Soon after their launch, Facebook’s mobile ads began outperforming their desktop counterparts. Now new data suggests that Facebook Ads are more profitable on iOS than Android.

A study of more than 200 billion ads on Facebook found that mobile ads on iPhone generate 1,790 percent more return on investment than ads on Android. In fact, ads on Android actually cost more than they return.

Nanigans, one of the biggest buyers of Facebook Ads, focused on retail advertising and found that iOS-based ads have a surprisingly high clickthrough rate. During the first three quarters of 2013, RPC (revenue per click) on iOS averaged 6.1 times higher than Android and ROI on iOS averaged 17.9 times higher.

Dan Slagen, Nanigans SVP, said that this data is very different when looking at the gaming or e-commerce industries, but when it comes to retail, iOS is clearly the winner. Though he didn’t speculate why there’s such a big gap between the two platforms, Slagen did suggest that iPhones are worth more.

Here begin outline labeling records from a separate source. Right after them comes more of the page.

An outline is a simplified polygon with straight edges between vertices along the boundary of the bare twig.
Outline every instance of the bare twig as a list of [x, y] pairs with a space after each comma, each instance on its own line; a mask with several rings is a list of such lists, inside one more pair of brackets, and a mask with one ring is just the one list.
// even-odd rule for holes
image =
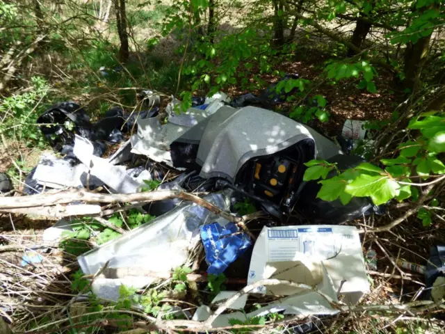
[[[196, 195], [181, 190], [159, 190], [156, 191], [127, 194], [104, 194], [95, 193], [84, 190], [71, 189], [56, 193], [46, 193], [29, 196], [3, 198], [0, 203], [0, 212], [15, 212], [15, 210], [17, 210], [17, 209], [51, 207], [56, 205], [68, 204], [76, 201], [90, 203], [118, 203], [127, 202], [152, 202], [168, 198], [181, 198], [184, 200], [193, 202], [229, 221], [236, 223], [238, 226], [246, 232], [252, 239], [254, 240], [256, 239], [245, 226], [243, 218], [237, 217]], [[69, 207], [70, 206], [64, 207], [67, 208]], [[61, 208], [60, 211], [63, 212], [63, 209]], [[22, 212], [22, 213], [24, 212]], [[78, 212], [77, 214], [80, 214], [80, 212]], [[98, 214], [98, 215], [100, 214]]]

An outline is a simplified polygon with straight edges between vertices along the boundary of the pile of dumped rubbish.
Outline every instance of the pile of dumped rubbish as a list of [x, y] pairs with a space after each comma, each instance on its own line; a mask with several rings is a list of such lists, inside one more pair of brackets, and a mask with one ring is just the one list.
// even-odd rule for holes
[[[340, 296], [341, 302], [354, 305], [369, 292], [359, 232], [339, 224], [382, 208], [364, 198], [347, 205], [323, 201], [316, 198], [317, 182], [303, 181], [304, 164], [309, 160], [336, 162], [344, 169], [364, 159], [344, 154], [305, 125], [257, 106], [265, 100], [250, 95], [232, 101], [218, 93], [196, 99], [186, 112], [177, 113], [181, 102], [173, 97], [167, 117], [160, 118], [161, 97], [145, 91], [141, 110], [127, 114], [113, 107], [95, 124], [74, 102], [58, 104], [40, 116], [42, 132], [58, 154], [42, 156], [26, 180], [27, 194], [73, 187], [132, 193], [147, 181], [159, 180], [159, 189], [197, 193], [234, 215], [235, 203], [248, 199], [268, 217], [257, 223], [259, 234], [251, 234], [195, 202], [173, 198], [143, 205], [139, 209], [155, 219], [78, 257], [86, 275], [106, 264], [92, 283], [98, 297], [116, 301], [121, 285], [143, 288], [168, 277], [189, 262], [197, 246], [205, 253], [200, 268], [204, 265], [208, 274], [227, 273], [241, 262], [248, 267], [247, 285], [267, 279], [300, 285], [259, 283], [249, 294], [282, 298], [246, 314], [248, 294], [240, 296], [228, 307], [236, 311], [214, 317], [213, 327], [229, 326], [229, 319], [273, 312], [334, 315], [340, 312], [335, 306]], [[362, 125], [348, 122], [345, 142], [362, 138]], [[290, 220], [295, 215], [298, 219]], [[60, 221], [51, 228], [54, 233], [70, 228]], [[444, 249], [434, 253], [439, 268]], [[441, 276], [436, 268], [425, 270], [430, 285]], [[222, 292], [211, 305], [235, 294]], [[189, 315], [203, 321], [213, 311], [202, 305]]]

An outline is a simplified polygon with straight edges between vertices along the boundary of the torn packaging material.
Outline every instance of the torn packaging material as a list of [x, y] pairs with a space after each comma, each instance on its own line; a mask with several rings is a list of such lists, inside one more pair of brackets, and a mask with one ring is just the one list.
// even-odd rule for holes
[[151, 180], [148, 170], [140, 173], [136, 179], [131, 177], [125, 171], [124, 166], [113, 166], [107, 159], [95, 157], [93, 150], [90, 141], [76, 135], [73, 151], [76, 157], [89, 168], [91, 175], [108, 186], [113, 191], [136, 193], [143, 184], [144, 180]]
[[[309, 127], [269, 110], [222, 106], [171, 145], [176, 167], [193, 161], [204, 178], [225, 179], [281, 218], [297, 199], [304, 163], [341, 151]], [[193, 156], [193, 154], [195, 154]]]
[[157, 118], [139, 119], [138, 133], [131, 137], [131, 152], [172, 166], [171, 143], [207, 117], [206, 111], [192, 108], [179, 116], [172, 112], [165, 125]]
[[219, 275], [250, 246], [249, 236], [233, 223], [218, 222], [201, 227], [201, 239], [209, 264], [207, 273]]
[[[215, 193], [204, 199], [223, 210], [228, 210], [231, 193], [229, 191]], [[108, 260], [108, 268], [149, 267], [155, 272], [170, 271], [186, 262], [187, 248], [193, 246], [194, 237], [197, 237], [197, 241], [199, 241], [200, 226], [219, 218], [200, 205], [186, 202], [149, 223], [83, 254], [77, 260], [86, 274], [97, 273]], [[92, 290], [100, 298], [117, 300], [120, 285], [140, 288], [156, 279], [140, 276], [122, 279], [97, 278], [92, 285]]]
[[[286, 263], [289, 268], [296, 264], [300, 267], [302, 265], [312, 276], [305, 274], [301, 277], [305, 279], [309, 277], [315, 283], [319, 280], [320, 270], [312, 270], [314, 267], [308, 260], [323, 263], [332, 280], [333, 290], [337, 292], [341, 287], [340, 292], [345, 295], [346, 302], [355, 303], [364, 293], [369, 292], [360, 239], [353, 226], [264, 227], [254, 247], [248, 284], [283, 271]], [[286, 277], [294, 280], [291, 274], [281, 278]], [[343, 281], [345, 282], [342, 285]], [[260, 287], [254, 292], [273, 292], [275, 289], [275, 287], [273, 289]]]
[[[338, 302], [353, 304], [369, 292], [358, 231], [353, 226], [299, 225], [264, 227], [253, 249], [248, 285], [266, 278], [290, 280], [314, 287]], [[344, 282], [343, 282], [344, 281]], [[341, 289], [340, 289], [341, 287]], [[222, 314], [211, 324], [213, 328], [229, 326], [230, 319], [247, 318], [283, 312], [284, 315], [332, 315], [339, 312], [320, 294], [287, 285], [259, 287], [250, 293], [284, 295], [284, 298], [254, 312]], [[216, 300], [225, 296], [217, 296]], [[245, 300], [228, 308], [241, 309]], [[207, 306], [196, 310], [193, 320], [206, 321], [212, 311]]]

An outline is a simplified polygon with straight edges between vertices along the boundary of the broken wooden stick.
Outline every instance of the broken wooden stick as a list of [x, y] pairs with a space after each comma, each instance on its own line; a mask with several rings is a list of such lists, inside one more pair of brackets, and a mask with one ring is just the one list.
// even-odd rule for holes
[[[101, 275], [105, 278], [124, 278], [127, 276], [145, 276], [153, 277], [160, 280], [171, 278], [171, 271], [153, 271], [145, 268], [106, 268]], [[83, 278], [92, 278], [94, 275], [85, 275]], [[188, 273], [186, 275], [188, 282], [208, 282], [209, 276], [205, 273]], [[225, 283], [229, 284], [245, 284], [246, 278], [226, 278]]]
[[[207, 202], [200, 197], [187, 193], [182, 190], [157, 190], [144, 193], [97, 193], [86, 190], [70, 189], [56, 193], [46, 193], [29, 196], [5, 197], [0, 200], [0, 212], [7, 213], [34, 213], [35, 208], [41, 216], [44, 216], [45, 210], [51, 216], [58, 213], [62, 216], [73, 216], [70, 214], [77, 205], [66, 205], [74, 202], [83, 203], [119, 203], [129, 202], [153, 202], [156, 200], [170, 198], [181, 198], [184, 200], [193, 202], [205, 207], [213, 213], [220, 216], [229, 221], [235, 223], [243, 229], [249, 236], [255, 239], [255, 237], [249, 231], [245, 225], [245, 220], [243, 217], [237, 217], [234, 214], [227, 212], [218, 207], [216, 205]], [[58, 207], [58, 205], [59, 207]], [[82, 205], [79, 205], [81, 206]], [[49, 208], [51, 208], [49, 209]], [[81, 210], [75, 210], [77, 216], [103, 216], [103, 211], [97, 205], [90, 205], [88, 212], [82, 213]], [[100, 211], [99, 209], [100, 208]], [[29, 212], [26, 209], [29, 209]]]

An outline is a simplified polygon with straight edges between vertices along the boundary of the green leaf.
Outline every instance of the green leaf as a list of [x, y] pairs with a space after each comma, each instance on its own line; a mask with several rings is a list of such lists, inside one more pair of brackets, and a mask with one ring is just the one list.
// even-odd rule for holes
[[175, 285], [175, 291], [181, 292], [187, 289], [187, 285], [186, 283], [178, 283]]
[[123, 224], [122, 221], [116, 216], [110, 217], [108, 218], [108, 222], [118, 228], [122, 228]]
[[348, 65], [346, 64], [341, 64], [340, 66], [337, 67], [337, 73], [335, 74], [335, 79], [339, 80], [342, 78], [344, 78], [345, 74], [346, 73], [346, 69], [348, 68]]
[[340, 201], [343, 205], [346, 205], [349, 202], [350, 202], [350, 200], [352, 199], [353, 196], [348, 193], [346, 193], [345, 191], [343, 191], [340, 194]]
[[366, 66], [363, 69], [363, 78], [368, 82], [370, 82], [374, 74], [373, 73], [373, 69], [371, 66]]
[[378, 173], [379, 174], [385, 174], [385, 170], [383, 170], [380, 167], [374, 166], [369, 162], [364, 162], [363, 164], [360, 164], [359, 166], [355, 167], [355, 169], [360, 169], [362, 170], [367, 170], [369, 172], [375, 172]]
[[327, 122], [327, 120], [329, 119], [329, 115], [327, 112], [325, 111], [323, 109], [318, 109], [315, 113], [315, 116], [317, 116], [317, 118], [321, 122]]
[[323, 95], [316, 95], [314, 97], [316, 99], [318, 106], [326, 106], [326, 99]]
[[386, 203], [399, 193], [398, 184], [387, 177], [361, 174], [348, 184], [345, 191], [357, 197], [371, 197], [376, 205]]
[[87, 228], [83, 228], [79, 230], [76, 234], [76, 239], [79, 239], [79, 240], [88, 240], [90, 239], [90, 236], [91, 234], [90, 233], [90, 230]]
[[333, 167], [325, 167], [324, 166], [319, 165], [309, 167], [305, 172], [303, 180], [310, 181], [311, 180], [318, 180], [320, 177], [325, 179], [332, 168]]
[[195, 8], [208, 7], [209, 1], [208, 0], [192, 0], [192, 4]]
[[428, 150], [437, 153], [445, 152], [445, 131], [437, 132], [430, 139]]
[[427, 159], [423, 158], [416, 167], [416, 171], [420, 176], [429, 175], [431, 170], [431, 162]]
[[296, 84], [293, 82], [293, 80], [292, 79], [286, 80], [286, 84], [284, 85], [284, 92], [289, 93], [291, 90], [292, 90], [294, 88], [295, 86], [296, 86]]
[[439, 116], [428, 116], [421, 120], [412, 120], [408, 125], [408, 129], [421, 129], [435, 127], [443, 123], [445, 118]]
[[293, 111], [289, 114], [289, 117], [292, 119], [298, 119], [304, 112], [305, 107], [300, 106], [293, 109]]
[[322, 185], [317, 193], [317, 198], [329, 202], [337, 200], [344, 192], [345, 187], [348, 184], [346, 180], [339, 176], [321, 181], [320, 183]]
[[431, 164], [431, 170], [436, 174], [445, 173], [445, 165], [444, 165], [442, 161], [436, 159], [435, 157], [428, 157], [428, 159]]
[[400, 177], [400, 176], [407, 176], [410, 174], [410, 167], [407, 166], [394, 165], [387, 167], [388, 172], [393, 177]]
[[417, 218], [422, 220], [422, 225], [424, 227], [431, 225], [431, 213], [424, 207], [420, 208], [417, 212]]
[[368, 84], [366, 84], [366, 89], [369, 93], [377, 92], [377, 88], [375, 88], [375, 85], [373, 81], [368, 81]]
[[327, 71], [327, 78], [328, 79], [332, 79], [334, 78], [334, 77], [335, 77], [335, 74], [337, 73], [337, 68], [335, 66], [332, 66], [332, 67], [330, 68], [330, 70]]
[[402, 155], [399, 155], [396, 159], [382, 159], [380, 162], [386, 166], [393, 166], [398, 164], [410, 164], [411, 159]]
[[358, 85], [357, 85], [357, 88], [359, 89], [363, 89], [364, 88], [366, 85], [368, 84], [368, 83], [366, 82], [366, 80], [362, 80]]
[[329, 162], [326, 161], [325, 160], [309, 160], [309, 161], [305, 162], [303, 164], [307, 167], [312, 167], [313, 166], [316, 166], [316, 165], [328, 166], [328, 165], [331, 165], [332, 164], [330, 164]]
[[[403, 181], [407, 182], [406, 180]], [[410, 198], [410, 197], [411, 197], [411, 186], [406, 184], [400, 189], [400, 192], [398, 193], [398, 195], [396, 196], [396, 198], [399, 202], [401, 202], [403, 200]]]

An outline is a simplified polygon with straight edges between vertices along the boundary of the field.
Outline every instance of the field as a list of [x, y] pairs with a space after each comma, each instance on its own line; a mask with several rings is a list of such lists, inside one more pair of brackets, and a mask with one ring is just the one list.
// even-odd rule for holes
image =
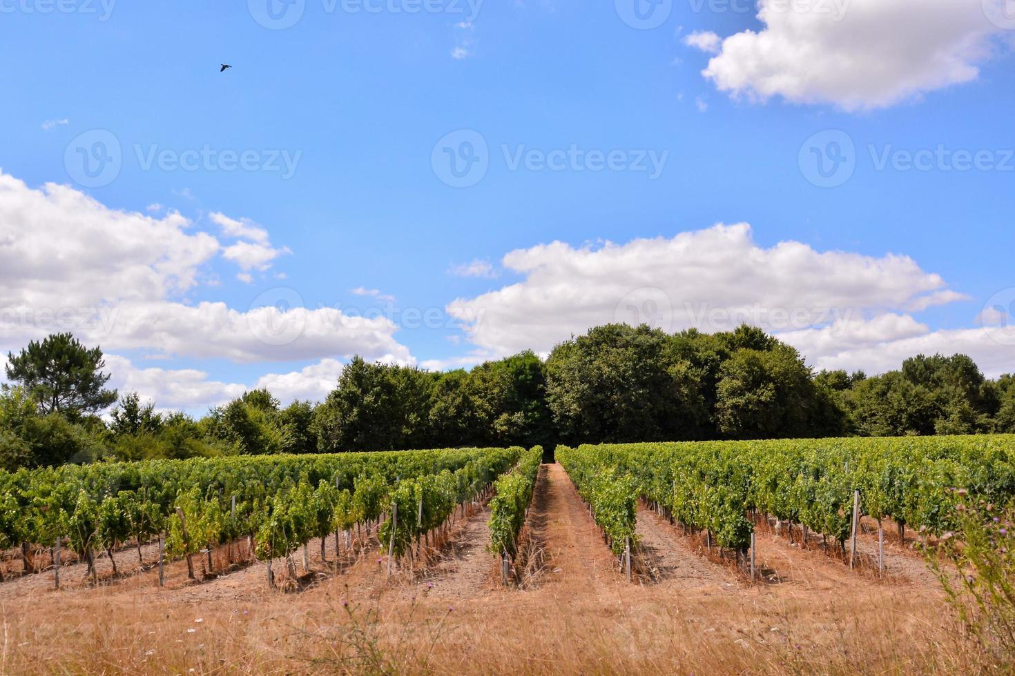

“Audiences cost more on iPhone, and the reason is that it’s worth it,” Slagen said. “Typically, we’re not looking to acquire one-time customers, we’re looking to invest over time … so we pay more up front for better long-term results.”

It’s also worth noting that the mobile shopping experience across different sites is better on one device than the other. If that is the case, then developers might want to consider what’s missing from their apps. It could also mean that iOS users click on ads and buy more merchandise than Android users.

The cost of advertising on Facebook doesn’t vary much between Android and iOS, with CPMs of $4.99 for iPhone and $4.87 for Android. However, there is differentiation when you look at cost-per-click campaigns: CPC ads on iOS cost $.40 while they are only $.18 on Android.

Although interesting, this study shouldn’t ignite an iOS versus Android debate among your team. However, it does offer good reason to take a look at your campaigns and see if they’re meeting your goals. If not, experiment with different messaging on each device and see if performance issues can be worked out.